The most exposed customer is Cerro Matoso, a ferronickel mine in southern Córdoba that is one of the largest of its kind in Latin America. It draws roughly eighty percent of its gas from Canacol, and its furnaces run around the clock with no easy substitute.
Ferronickel smelting requires steady, intense heat, and switching fuel or shutting down even briefly can crack the refractory lining inside a furnace. That kind of damage is not a quick repair.
The mine has warned that losing supply would force it to shut those furnaces, risking structural damage it puts at five hundred to seven hundred and thirty billion pesos (about one hundred and thirty-five to one hundred and ninety-seven million dollars) per furnace. It estimates more than two thousand direct and contract jobs are on the line, with about fifty thousand people in twenty-five nearby communities affected.
Why the Canacol ruling matters for Colombia
The court did try to soften the blow for ordinary people. According to Canacol’s own statement, the judge required that regulated households and small businesses keep their existing gas pricing, even as the commercial contracts are torn up.

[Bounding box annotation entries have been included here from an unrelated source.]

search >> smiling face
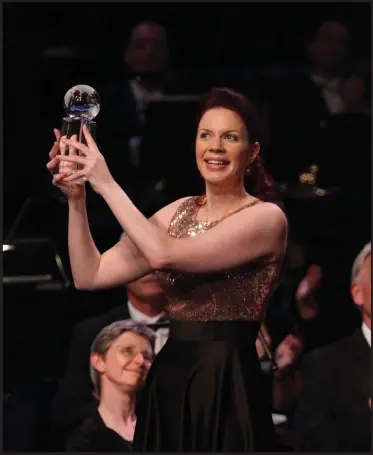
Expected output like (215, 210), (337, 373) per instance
(196, 107), (260, 186)
(91, 331), (153, 393)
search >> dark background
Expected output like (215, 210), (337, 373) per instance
(3, 2), (371, 452)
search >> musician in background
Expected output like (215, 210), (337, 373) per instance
(296, 243), (372, 452)
(51, 274), (168, 450)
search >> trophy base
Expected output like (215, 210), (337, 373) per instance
(52, 117), (96, 176)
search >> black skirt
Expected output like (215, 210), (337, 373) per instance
(133, 322), (275, 452)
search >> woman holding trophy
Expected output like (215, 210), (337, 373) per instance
(47, 89), (287, 452)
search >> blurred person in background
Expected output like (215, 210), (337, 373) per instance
(66, 320), (155, 452)
(256, 239), (322, 415)
(295, 243), (372, 452)
(51, 274), (169, 448)
(47, 88), (287, 452)
(268, 19), (370, 186)
(98, 21), (182, 184)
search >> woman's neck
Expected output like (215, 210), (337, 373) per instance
(204, 184), (254, 221)
(98, 384), (135, 429)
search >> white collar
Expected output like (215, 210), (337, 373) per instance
(127, 300), (163, 325)
(361, 322), (372, 348)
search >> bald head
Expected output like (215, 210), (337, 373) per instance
(308, 20), (350, 71)
(125, 22), (168, 75)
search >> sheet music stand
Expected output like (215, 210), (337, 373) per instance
(3, 238), (70, 290)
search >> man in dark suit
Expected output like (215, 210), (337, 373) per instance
(51, 274), (168, 450)
(267, 20), (370, 188)
(295, 243), (371, 452)
(97, 22), (182, 184)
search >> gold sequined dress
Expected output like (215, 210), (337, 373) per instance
(133, 197), (280, 452)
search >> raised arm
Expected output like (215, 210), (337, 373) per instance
(59, 129), (287, 279)
(103, 186), (287, 273)
(68, 195), (186, 290)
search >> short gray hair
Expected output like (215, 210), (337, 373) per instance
(89, 319), (155, 395)
(351, 242), (372, 283)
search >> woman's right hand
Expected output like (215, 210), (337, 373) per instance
(47, 129), (85, 199)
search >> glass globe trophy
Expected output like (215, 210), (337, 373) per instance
(53, 85), (100, 184)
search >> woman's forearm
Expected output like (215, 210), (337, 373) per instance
(68, 199), (101, 289)
(101, 182), (169, 270)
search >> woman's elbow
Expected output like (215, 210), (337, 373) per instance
(149, 254), (170, 270)
(74, 280), (97, 291)
(148, 241), (171, 270)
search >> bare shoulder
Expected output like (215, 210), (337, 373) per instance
(239, 202), (288, 231)
(150, 196), (192, 229)
(253, 202), (288, 229)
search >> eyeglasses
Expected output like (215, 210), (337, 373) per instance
(116, 344), (154, 363)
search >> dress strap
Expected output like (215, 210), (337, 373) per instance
(219, 199), (263, 222)
(168, 196), (195, 234)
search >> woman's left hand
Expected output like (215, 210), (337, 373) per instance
(57, 125), (114, 194)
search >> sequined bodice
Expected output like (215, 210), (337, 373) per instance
(157, 197), (280, 321)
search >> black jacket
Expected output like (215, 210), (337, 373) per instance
(295, 328), (371, 452)
(51, 304), (130, 450)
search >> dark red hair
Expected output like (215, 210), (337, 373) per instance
(199, 88), (279, 203)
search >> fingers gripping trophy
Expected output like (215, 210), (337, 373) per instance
(51, 85), (100, 185)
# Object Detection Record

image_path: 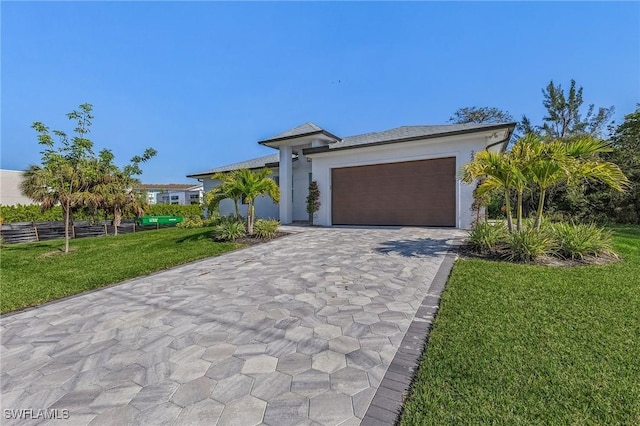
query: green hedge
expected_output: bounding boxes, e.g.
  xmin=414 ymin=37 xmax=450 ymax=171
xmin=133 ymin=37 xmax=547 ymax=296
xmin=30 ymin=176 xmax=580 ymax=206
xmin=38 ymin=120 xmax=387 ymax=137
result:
xmin=0 ymin=204 xmax=204 ymax=223
xmin=145 ymin=204 xmax=204 ymax=218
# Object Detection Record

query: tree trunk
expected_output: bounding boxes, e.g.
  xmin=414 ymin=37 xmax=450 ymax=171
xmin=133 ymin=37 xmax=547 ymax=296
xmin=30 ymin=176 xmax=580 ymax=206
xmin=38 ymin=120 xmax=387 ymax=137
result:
xmin=516 ymin=191 xmax=522 ymax=232
xmin=64 ymin=198 xmax=71 ymax=253
xmin=233 ymin=198 xmax=240 ymax=221
xmin=504 ymin=189 xmax=513 ymax=234
xmin=113 ymin=206 xmax=122 ymax=235
xmin=247 ymin=200 xmax=253 ymax=235
xmin=534 ymin=189 xmax=546 ymax=229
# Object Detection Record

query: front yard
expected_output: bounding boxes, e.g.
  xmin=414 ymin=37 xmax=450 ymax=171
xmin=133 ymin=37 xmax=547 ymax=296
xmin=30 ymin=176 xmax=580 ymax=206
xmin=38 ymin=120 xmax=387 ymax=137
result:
xmin=401 ymin=226 xmax=640 ymax=425
xmin=0 ymin=228 xmax=241 ymax=313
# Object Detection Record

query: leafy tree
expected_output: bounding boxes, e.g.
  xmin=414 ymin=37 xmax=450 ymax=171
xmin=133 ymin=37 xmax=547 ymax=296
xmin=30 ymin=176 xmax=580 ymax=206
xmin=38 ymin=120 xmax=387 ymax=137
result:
xmin=90 ymin=148 xmax=157 ymax=235
xmin=588 ymin=104 xmax=640 ymax=224
xmin=523 ymin=79 xmax=615 ymax=139
xmin=611 ymin=104 xmax=640 ymax=223
xmin=21 ymin=104 xmax=93 ymax=253
xmin=21 ymin=103 xmax=156 ymax=246
xmin=449 ymin=106 xmax=513 ymax=124
xmin=462 ymin=134 xmax=629 ymax=233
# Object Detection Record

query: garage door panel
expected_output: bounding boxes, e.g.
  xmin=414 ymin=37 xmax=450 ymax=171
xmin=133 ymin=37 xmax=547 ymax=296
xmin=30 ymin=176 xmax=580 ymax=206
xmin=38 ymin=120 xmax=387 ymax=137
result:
xmin=331 ymin=158 xmax=456 ymax=226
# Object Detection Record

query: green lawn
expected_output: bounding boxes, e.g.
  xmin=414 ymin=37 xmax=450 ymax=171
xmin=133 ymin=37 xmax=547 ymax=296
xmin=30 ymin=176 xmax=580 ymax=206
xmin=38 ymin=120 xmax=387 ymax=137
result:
xmin=401 ymin=226 xmax=640 ymax=425
xmin=0 ymin=228 xmax=240 ymax=313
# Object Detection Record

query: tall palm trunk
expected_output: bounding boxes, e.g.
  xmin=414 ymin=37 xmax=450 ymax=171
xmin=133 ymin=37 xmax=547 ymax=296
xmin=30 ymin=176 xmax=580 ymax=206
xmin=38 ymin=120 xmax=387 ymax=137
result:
xmin=113 ymin=206 xmax=122 ymax=235
xmin=64 ymin=197 xmax=71 ymax=253
xmin=233 ymin=198 xmax=240 ymax=221
xmin=534 ymin=189 xmax=546 ymax=229
xmin=516 ymin=191 xmax=522 ymax=232
xmin=247 ymin=200 xmax=254 ymax=235
xmin=504 ymin=189 xmax=513 ymax=234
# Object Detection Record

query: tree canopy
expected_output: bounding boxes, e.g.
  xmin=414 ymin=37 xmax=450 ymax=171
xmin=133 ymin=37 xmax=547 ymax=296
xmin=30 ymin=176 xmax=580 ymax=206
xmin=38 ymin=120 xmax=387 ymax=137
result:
xmin=449 ymin=106 xmax=513 ymax=124
xmin=21 ymin=103 xmax=156 ymax=252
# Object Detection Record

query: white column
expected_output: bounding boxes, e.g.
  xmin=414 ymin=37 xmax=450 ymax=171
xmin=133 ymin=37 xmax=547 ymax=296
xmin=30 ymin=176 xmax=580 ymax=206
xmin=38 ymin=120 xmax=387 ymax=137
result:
xmin=280 ymin=146 xmax=293 ymax=224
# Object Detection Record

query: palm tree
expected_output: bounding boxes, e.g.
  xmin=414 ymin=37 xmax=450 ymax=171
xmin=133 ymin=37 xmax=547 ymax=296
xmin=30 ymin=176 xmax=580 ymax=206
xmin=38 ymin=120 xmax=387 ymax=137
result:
xmin=462 ymin=151 xmax=522 ymax=232
xmin=527 ymin=136 xmax=629 ymax=229
xmin=83 ymin=150 xmax=146 ymax=235
xmin=206 ymin=170 xmax=242 ymax=220
xmin=20 ymin=160 xmax=87 ymax=253
xmin=208 ymin=168 xmax=280 ymax=235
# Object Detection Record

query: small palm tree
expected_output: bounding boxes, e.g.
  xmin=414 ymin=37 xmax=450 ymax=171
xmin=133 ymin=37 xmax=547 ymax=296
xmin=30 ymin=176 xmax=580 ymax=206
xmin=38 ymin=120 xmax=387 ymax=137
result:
xmin=205 ymin=170 xmax=242 ymax=220
xmin=527 ymin=136 xmax=629 ymax=228
xmin=207 ymin=168 xmax=280 ymax=235
xmin=462 ymin=151 xmax=522 ymax=232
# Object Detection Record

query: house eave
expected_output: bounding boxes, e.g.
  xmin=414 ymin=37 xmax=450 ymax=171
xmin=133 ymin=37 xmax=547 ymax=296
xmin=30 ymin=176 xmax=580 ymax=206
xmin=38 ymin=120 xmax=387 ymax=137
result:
xmin=302 ymin=122 xmax=517 ymax=155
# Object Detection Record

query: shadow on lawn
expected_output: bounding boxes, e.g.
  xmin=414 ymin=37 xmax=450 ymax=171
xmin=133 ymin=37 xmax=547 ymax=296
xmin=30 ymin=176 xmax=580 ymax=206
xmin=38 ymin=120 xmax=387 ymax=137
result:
xmin=176 ymin=229 xmax=213 ymax=243
xmin=375 ymin=238 xmax=453 ymax=257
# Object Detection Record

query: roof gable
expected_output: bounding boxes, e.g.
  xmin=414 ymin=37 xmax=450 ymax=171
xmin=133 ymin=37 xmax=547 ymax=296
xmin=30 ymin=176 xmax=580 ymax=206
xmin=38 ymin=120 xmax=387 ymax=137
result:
xmin=303 ymin=123 xmax=516 ymax=154
xmin=258 ymin=121 xmax=340 ymax=144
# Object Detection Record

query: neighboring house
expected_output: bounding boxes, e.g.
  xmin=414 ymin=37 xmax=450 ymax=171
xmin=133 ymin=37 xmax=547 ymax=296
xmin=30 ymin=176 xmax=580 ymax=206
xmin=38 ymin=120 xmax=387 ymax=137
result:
xmin=0 ymin=170 xmax=37 ymax=206
xmin=134 ymin=183 xmax=204 ymax=205
xmin=187 ymin=123 xmax=516 ymax=228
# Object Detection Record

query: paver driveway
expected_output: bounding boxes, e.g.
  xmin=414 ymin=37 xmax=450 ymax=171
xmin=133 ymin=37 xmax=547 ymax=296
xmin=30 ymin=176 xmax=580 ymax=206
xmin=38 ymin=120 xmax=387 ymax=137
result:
xmin=0 ymin=228 xmax=460 ymax=426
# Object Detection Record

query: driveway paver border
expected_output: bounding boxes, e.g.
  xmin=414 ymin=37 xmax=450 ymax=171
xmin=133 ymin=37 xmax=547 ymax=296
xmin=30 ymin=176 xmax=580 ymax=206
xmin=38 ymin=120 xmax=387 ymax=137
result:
xmin=361 ymin=239 xmax=459 ymax=426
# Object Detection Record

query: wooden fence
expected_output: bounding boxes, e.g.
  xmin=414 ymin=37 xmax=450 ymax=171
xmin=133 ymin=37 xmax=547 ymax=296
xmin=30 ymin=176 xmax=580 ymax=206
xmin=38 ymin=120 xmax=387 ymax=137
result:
xmin=0 ymin=219 xmax=173 ymax=243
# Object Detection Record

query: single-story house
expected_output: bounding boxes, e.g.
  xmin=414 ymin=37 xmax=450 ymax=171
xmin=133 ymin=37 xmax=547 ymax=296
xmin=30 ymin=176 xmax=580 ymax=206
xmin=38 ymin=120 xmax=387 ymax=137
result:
xmin=187 ymin=123 xmax=516 ymax=228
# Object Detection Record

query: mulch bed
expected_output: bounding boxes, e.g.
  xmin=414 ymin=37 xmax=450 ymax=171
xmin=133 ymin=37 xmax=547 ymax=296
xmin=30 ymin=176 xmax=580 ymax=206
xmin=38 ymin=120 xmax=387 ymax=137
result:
xmin=458 ymin=245 xmax=622 ymax=267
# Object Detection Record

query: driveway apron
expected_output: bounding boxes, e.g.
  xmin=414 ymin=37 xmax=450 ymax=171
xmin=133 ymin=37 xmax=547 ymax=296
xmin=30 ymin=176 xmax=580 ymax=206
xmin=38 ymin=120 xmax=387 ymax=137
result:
xmin=0 ymin=227 xmax=461 ymax=426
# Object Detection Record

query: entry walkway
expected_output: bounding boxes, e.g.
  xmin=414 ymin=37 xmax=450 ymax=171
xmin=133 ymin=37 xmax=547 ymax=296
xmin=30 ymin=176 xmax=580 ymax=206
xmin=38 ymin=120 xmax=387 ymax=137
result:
xmin=0 ymin=227 xmax=462 ymax=426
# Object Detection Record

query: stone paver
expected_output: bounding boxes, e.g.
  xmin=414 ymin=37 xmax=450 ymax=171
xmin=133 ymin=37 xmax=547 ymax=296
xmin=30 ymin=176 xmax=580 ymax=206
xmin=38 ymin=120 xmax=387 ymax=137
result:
xmin=0 ymin=227 xmax=462 ymax=426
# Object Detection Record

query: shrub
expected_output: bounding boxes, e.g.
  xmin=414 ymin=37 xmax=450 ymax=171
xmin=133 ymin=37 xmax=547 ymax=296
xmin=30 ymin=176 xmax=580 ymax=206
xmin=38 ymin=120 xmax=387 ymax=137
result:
xmin=552 ymin=223 xmax=614 ymax=259
xmin=253 ymin=219 xmax=280 ymax=238
xmin=144 ymin=204 xmax=204 ymax=219
xmin=176 ymin=217 xmax=204 ymax=229
xmin=507 ymin=227 xmax=554 ymax=262
xmin=213 ymin=220 xmax=245 ymax=241
xmin=469 ymin=221 xmax=508 ymax=253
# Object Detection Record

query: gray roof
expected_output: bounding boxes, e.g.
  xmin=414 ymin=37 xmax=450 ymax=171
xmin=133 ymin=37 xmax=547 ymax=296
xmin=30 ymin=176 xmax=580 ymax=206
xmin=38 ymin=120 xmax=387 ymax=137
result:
xmin=329 ymin=123 xmax=512 ymax=150
xmin=187 ymin=153 xmax=280 ymax=177
xmin=258 ymin=122 xmax=340 ymax=144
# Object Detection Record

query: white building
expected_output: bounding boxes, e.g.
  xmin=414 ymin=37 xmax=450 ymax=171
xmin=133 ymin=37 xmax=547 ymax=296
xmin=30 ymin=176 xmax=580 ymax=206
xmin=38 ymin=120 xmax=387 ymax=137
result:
xmin=0 ymin=170 xmax=37 ymax=206
xmin=187 ymin=123 xmax=515 ymax=228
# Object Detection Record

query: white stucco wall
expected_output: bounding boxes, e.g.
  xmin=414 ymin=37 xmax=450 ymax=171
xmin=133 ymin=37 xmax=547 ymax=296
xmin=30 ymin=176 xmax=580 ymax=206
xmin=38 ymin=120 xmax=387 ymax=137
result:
xmin=293 ymin=153 xmax=311 ymax=221
xmin=202 ymin=170 xmax=280 ymax=219
xmin=310 ymin=133 xmax=496 ymax=229
xmin=0 ymin=170 xmax=37 ymax=206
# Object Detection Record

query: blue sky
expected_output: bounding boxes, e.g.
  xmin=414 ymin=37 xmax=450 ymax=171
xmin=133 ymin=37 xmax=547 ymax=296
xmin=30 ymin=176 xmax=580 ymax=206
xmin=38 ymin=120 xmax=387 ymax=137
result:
xmin=0 ymin=1 xmax=640 ymax=183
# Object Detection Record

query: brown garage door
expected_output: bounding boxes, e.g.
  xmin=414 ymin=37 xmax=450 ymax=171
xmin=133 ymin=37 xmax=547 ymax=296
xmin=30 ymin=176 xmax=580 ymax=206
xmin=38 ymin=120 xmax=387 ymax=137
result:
xmin=331 ymin=158 xmax=456 ymax=226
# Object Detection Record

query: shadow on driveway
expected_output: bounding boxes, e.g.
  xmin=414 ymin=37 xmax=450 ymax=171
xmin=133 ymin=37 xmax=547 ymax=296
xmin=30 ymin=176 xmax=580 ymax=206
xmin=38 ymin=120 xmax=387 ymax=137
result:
xmin=375 ymin=238 xmax=452 ymax=257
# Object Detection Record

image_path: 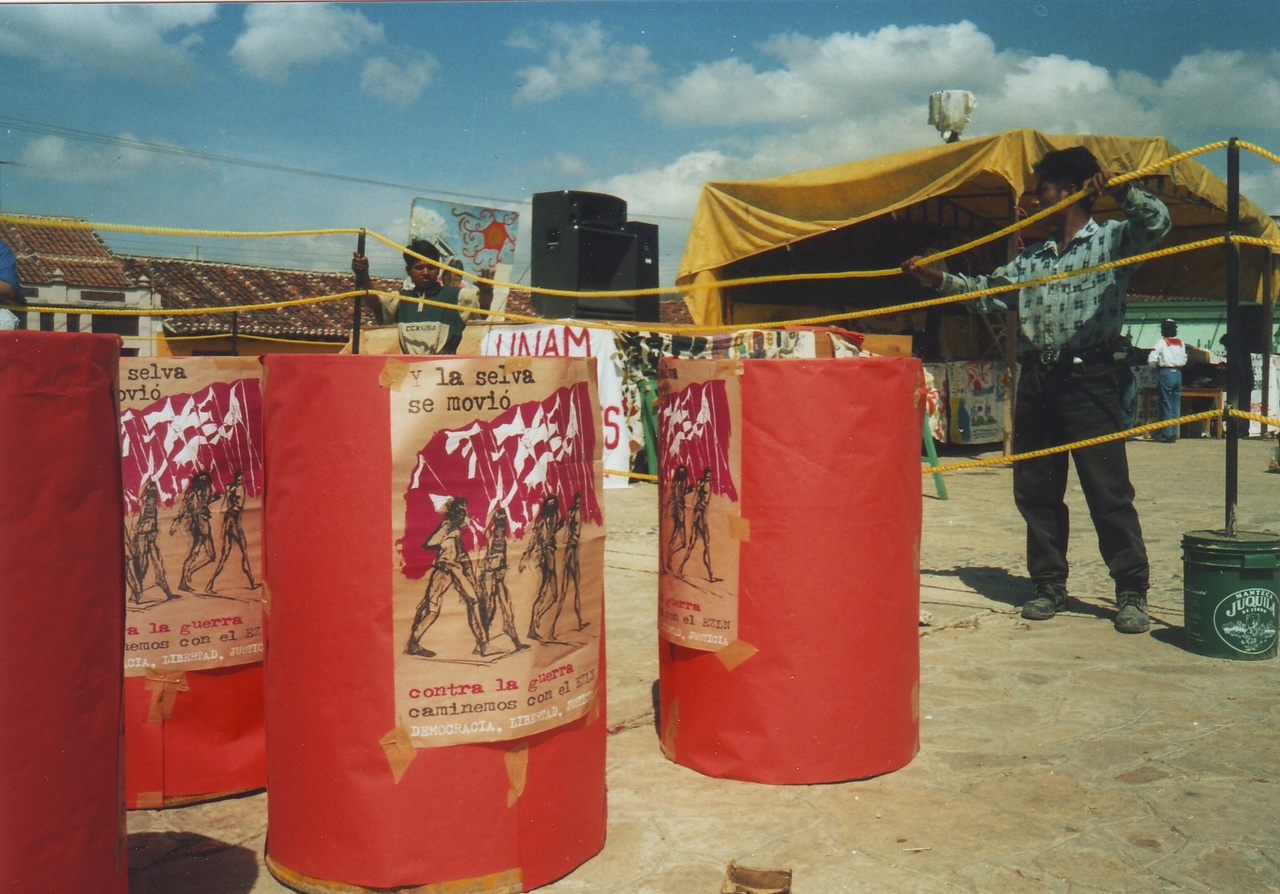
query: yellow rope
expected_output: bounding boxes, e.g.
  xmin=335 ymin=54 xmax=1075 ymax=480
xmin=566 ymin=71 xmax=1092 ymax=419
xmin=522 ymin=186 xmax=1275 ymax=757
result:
xmin=0 ymin=140 xmax=1259 ymax=306
xmin=920 ymin=407 xmax=1280 ymax=475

Regulated pricing means the government sets a ceiling on what distributors can charge residential customers, shielding them from sudden spikes. The court’s order keeps that cap in place, at least on paper.
That protection does not erase the bigger problem. Colombia already imports roughly a third of the gas it burns, and a drought tied to El Niño is straining a power grid that leans heavily on hydroelectric dams and uses gas as the backup fuel when the rivers run low.
The timing is also political, landing weeks before a change of government. A new, market-friendly president, Abelardo De la Espriella, takes office in August and wants to reopen gas exploration, while the state oil company Ecopetrol has signalled interest in buying Canacol outright.
Neither path offers a quick fix. New exploration contracts can take years to yield gas, and folding a struggling private supplier into the state would carry its own political weight, so the squeeze that is arriving now will largely fall to whoever holds the contracts next.
The open question is whether the incoming administration can broker a sale or supply agreement before distributors and industrial users run out of alternatives. Another is whether the court’s pricing shield will hold if replacement gas costs more than the cancelled contracts allowed.
Frequently Asked Questions
What did the court allow Canacol to do?
On June 24 the Court of King’s Bench of Alberta granted Canacol permission to disclaim, or cancel, its Colombian gas supply and transport contracts as part of a restructuring under Canadian insolvency law. The decision affects nineteen contracts with twelve companies, though it also requires that regulated households and small businesses keep their current pricing.
Why is Canacol so important to Colombia?
Canacol is Colombia’s largest private natural gas producer and supplies close to a third of the gas consumed on the Caribbean coast, equivalent to about 7.5 percent of national demand. A break in its deliveries would hit households, power generation and major industry, including the Cerro Matoso nickel mine, which depends on Canacol for roughly eighty percent of its gas.
Will ordinary households pay more for gas?
The court ordered that regulated consumers, meaning residential households and small businesses, keep their existing pricing despite the cancellations. The greater risk is to commercial users and to overall supply, since Colombia already imports about a third of its gas and a returning drought is adding pressure to the power system.